Explore Activation Sparsity in Recurrent LLMs for Energy-Efficient Neuromorphic Computing
Ivan Knunyants, Maryam Tavakol, Manolis Sifalakis, Yingfu Xu, Amirreza Yousefzadeh, Guangzhi Tang
TL;DR
This work tackles the challenge of deploying LLMs on resource-constrained devices by introducing activation sparsity in recurrent LLMs (R-LLMs) and a training-free thresholding mechanism. An event-based R-LLM is augmented with per-layer activation-thresholds, and a sequential threshold initialization algorithm selects sparsity levels using a small dataset, achieving up to $63\%$ average sparsity with modest performance loss. The approach generalizes to self-attention LLMs such as OPT, matching the effectiveness of training-based fine-tuning while offering substantial GPU-efficiency gains during threshold search. Hardware simulations on the SENECA neuromorphic processor show energy and latency improvements of up to $1.9\times$, enabling low-power, real-time neuromorphic deployment of LLMs.

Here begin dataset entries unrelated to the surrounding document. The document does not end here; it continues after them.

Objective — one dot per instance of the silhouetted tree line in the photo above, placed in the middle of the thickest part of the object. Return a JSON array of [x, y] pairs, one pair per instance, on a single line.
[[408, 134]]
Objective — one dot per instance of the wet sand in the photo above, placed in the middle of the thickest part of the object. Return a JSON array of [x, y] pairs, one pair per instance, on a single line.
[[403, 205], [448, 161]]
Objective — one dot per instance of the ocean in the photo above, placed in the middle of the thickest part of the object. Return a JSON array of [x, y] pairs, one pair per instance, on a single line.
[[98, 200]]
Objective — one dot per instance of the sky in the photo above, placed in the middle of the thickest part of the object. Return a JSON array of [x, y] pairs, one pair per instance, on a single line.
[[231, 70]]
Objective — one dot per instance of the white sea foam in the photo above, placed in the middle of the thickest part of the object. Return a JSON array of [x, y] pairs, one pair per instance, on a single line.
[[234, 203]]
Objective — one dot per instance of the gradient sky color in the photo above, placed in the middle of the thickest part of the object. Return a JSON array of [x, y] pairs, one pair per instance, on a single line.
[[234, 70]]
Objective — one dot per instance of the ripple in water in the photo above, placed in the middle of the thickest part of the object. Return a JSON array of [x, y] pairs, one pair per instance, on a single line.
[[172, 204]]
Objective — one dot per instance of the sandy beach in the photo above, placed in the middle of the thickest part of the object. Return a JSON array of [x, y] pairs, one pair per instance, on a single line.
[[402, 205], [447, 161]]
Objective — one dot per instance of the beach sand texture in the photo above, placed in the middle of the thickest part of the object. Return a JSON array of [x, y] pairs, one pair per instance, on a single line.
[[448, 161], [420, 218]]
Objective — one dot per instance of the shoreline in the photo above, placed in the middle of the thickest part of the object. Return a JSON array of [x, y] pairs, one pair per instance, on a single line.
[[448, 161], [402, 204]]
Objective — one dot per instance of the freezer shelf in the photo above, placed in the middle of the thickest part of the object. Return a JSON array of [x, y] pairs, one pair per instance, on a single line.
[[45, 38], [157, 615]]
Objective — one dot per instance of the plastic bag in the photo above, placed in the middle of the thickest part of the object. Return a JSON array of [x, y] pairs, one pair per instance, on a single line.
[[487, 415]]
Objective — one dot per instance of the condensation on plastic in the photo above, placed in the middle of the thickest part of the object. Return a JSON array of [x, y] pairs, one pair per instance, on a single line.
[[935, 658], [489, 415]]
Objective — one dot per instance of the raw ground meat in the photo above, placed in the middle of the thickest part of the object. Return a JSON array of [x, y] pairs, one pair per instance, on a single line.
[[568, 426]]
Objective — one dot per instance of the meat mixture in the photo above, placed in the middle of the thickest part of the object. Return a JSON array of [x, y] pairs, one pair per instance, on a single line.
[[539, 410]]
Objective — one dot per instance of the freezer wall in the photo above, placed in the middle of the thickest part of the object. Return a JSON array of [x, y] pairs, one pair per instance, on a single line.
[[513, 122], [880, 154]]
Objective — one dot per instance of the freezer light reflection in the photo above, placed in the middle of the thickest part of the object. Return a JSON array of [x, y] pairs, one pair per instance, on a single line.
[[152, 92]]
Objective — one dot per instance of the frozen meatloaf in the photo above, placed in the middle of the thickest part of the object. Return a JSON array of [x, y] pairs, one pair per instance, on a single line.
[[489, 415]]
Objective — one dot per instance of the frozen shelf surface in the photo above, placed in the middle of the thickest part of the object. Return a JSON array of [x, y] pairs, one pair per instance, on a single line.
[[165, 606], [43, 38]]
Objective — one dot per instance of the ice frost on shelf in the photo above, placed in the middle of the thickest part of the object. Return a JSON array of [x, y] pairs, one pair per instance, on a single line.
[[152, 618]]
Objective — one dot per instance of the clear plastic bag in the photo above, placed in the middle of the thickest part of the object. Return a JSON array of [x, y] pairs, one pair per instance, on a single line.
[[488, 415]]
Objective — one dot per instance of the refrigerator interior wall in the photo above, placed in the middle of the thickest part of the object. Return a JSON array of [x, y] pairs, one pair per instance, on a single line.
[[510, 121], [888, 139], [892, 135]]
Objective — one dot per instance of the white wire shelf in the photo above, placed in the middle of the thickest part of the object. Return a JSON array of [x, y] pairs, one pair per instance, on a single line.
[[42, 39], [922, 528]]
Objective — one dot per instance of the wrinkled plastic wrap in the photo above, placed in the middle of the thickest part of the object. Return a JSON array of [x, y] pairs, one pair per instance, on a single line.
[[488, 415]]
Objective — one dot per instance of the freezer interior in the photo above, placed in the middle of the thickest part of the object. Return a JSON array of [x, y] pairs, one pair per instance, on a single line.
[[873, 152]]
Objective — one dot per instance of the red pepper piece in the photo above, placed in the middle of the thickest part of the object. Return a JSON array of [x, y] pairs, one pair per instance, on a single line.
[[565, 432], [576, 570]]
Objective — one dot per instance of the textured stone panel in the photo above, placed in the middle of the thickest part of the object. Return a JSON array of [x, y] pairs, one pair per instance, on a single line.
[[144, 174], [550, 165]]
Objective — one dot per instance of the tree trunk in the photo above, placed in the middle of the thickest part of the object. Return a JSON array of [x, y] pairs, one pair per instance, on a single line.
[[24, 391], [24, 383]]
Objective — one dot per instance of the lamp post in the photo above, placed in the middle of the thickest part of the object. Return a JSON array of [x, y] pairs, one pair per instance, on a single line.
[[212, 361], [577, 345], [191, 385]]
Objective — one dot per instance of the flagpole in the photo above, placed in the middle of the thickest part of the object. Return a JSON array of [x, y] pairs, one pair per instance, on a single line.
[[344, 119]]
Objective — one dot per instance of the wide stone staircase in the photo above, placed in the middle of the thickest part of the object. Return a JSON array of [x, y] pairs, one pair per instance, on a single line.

Overall, the paper demonstrates a practical path for on-device LLM adaptation and neuromorphic deployment via training-free, activation-sparsity-driven acceleration.
Abstract
The recent rise of Large Language Models (LLMs) has revolutionized the deep learning field. However, the desire to deploy LLMs on edge devices introduces energy efficiency and latency challenges. Recurrent LLM (R-LLM) architectures have proven effective in mitigating the quadratic complexity of self-attention, making them a potential paradigm for computing on-edge neuromorphic processors. In this work, we propose a low-cost, training-free algorithm to sparsify R-LLMs' activations to enhance energy efficiency on neuromorphic hardware. Our approach capitalizes on the inherent structure of these models, rendering them well-suited for energy-constrained environments. Although primarily designed for R-LLMs, this method can be generalized to other LLM architectures, such as transformers, as demonstrated on the OPT model, achieving comparable sparsity and efficiency improvements. Empirical studies illustrate that our method significantly reduces computational demands while maintaining competitive accuracy across multiple zero-shot learning benchmarks. Additionally, hardware simulations with the SENECA neuromorphic processor underscore notable energy savings and latency improvements. These results pave the way for low-power, real-time neuromorphic deployment of LLMs and demonstrate the feasibility of training-free on-chip adaptation using activation sparsity.